Exercise can be aerobic — think anything that makes your heart beat faster and your breathing accelerates — but it can also be static, which typically means working the muscles against weights, while stationary. Both forms of exercise are beneficial. For example, people with lymphedema of the arms can definitely benefit from doing simple weight-lifting exercises, such as bicep curls, using relatively small weights.
Stretching may not technically be an exercise, but it should be another important component of your self-care routine. Always consult with your healthcare professional before beginning any new fitness programs. But in general, your doctor is likely to agree that stretching is a good place to start, especially after you’ve undergone surgery or radiation for cancer therapy. Keep in mind that your body will need adequate time to heal from any surgery before it’s safe to engage in stretching exercises. Remember to wear appropriate compression gear to help foster lymph drainage throughout your body.

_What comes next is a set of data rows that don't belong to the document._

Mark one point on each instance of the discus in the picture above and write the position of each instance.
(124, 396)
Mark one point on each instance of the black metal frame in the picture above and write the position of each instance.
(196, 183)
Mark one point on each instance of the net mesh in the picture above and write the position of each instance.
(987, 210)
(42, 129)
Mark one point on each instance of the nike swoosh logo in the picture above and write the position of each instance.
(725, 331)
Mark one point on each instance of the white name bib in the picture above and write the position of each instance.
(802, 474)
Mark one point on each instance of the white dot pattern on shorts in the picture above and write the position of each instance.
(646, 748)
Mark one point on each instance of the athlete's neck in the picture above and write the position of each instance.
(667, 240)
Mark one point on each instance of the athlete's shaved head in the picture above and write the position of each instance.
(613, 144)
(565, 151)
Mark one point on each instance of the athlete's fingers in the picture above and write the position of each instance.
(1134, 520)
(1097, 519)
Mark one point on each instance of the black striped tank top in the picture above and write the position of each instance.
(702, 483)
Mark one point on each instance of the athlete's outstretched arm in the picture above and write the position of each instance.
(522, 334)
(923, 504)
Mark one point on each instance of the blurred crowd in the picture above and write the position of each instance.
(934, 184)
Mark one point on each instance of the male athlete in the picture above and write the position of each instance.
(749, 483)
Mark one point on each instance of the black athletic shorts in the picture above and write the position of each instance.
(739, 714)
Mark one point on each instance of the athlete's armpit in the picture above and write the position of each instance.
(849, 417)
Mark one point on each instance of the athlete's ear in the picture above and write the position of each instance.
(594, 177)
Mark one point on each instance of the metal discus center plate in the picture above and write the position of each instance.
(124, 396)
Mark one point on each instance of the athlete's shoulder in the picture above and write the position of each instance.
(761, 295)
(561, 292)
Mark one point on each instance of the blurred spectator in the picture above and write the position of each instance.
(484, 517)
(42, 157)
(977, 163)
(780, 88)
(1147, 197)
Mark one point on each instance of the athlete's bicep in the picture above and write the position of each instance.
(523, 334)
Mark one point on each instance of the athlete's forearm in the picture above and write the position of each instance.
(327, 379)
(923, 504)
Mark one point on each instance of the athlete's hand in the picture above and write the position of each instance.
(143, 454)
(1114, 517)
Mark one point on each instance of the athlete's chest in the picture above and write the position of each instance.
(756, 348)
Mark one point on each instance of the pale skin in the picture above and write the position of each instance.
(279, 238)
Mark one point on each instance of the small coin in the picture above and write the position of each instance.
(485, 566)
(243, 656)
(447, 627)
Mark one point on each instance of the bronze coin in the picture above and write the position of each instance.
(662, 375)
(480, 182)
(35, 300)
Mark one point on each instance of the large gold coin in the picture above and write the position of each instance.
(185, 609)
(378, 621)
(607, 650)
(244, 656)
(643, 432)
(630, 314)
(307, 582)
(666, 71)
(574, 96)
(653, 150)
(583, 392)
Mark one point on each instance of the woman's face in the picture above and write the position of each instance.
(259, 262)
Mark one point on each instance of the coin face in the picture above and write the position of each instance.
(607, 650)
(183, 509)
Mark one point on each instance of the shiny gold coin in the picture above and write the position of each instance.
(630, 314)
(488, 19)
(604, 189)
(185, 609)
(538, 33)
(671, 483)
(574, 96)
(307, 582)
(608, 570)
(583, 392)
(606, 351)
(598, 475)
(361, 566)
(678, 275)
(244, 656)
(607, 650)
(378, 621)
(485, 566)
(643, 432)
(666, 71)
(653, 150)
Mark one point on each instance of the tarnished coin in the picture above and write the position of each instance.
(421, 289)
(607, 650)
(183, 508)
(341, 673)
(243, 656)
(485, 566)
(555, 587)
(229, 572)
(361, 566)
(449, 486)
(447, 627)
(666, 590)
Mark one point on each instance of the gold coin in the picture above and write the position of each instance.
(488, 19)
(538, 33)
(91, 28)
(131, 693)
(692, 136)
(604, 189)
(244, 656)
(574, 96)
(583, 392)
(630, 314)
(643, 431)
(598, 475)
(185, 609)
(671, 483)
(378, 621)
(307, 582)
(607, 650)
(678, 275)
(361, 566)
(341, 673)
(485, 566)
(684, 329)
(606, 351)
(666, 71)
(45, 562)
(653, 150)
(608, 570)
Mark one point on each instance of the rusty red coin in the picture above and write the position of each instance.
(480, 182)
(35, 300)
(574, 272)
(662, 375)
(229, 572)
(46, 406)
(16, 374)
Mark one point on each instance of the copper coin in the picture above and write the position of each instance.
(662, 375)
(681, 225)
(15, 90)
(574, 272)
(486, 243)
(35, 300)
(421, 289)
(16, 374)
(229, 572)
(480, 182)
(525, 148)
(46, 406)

There are many different kinds of stretches, but here are just a few examples. Assuming you have endured damage to the groin or pelvis, you will need to rehabilitate your legs.
Begin by sitting in a chair, with your feet flat on the floor. Raise one leg out in front of you and hold it for a count of five seconds. Lower the leg, then repeat with the other leg. Do this with each leg, 10–15 times.
Raise a foot out in front of you while seated, rotating the ankles to make imaginary letters. Spell out the alphabet in mid-air. Repeat several times, alternating from one foot to the other.
Marching Towards Fitness
Another simple stretching/strengthening exercise begins by sitting upright in a chair, feet flat on the floor. Raise one foot up to about the height of the opposite calf, bending at the knee, then return the foot to the floor, and repeat with the other foot. Try not to lean back as you raise your foot. In essence, you are simulating a high-stepping march while seated. Repeat 10–15 times.
Sitting on the floor, feet extended in front of you, loop a towel or strap around the ball of your foot. Back straight, sitting upright, gently pull, holding the knee straight. Hold for 30 seconds. Alternate feet, and repeat five times.
Sitting on the floor with your legs extended in front of you, reach for your toes, while keeping your back straight and upright. Hold for 30 seconds and alternate legs. Repeat five times.
Lie on the floor on your back. Cross one leg over the other. Pull it close to your chest by reaching out with your hands and holding the knee. Hold for 30 seconds. Alternate leg, and repeat; five times per leg.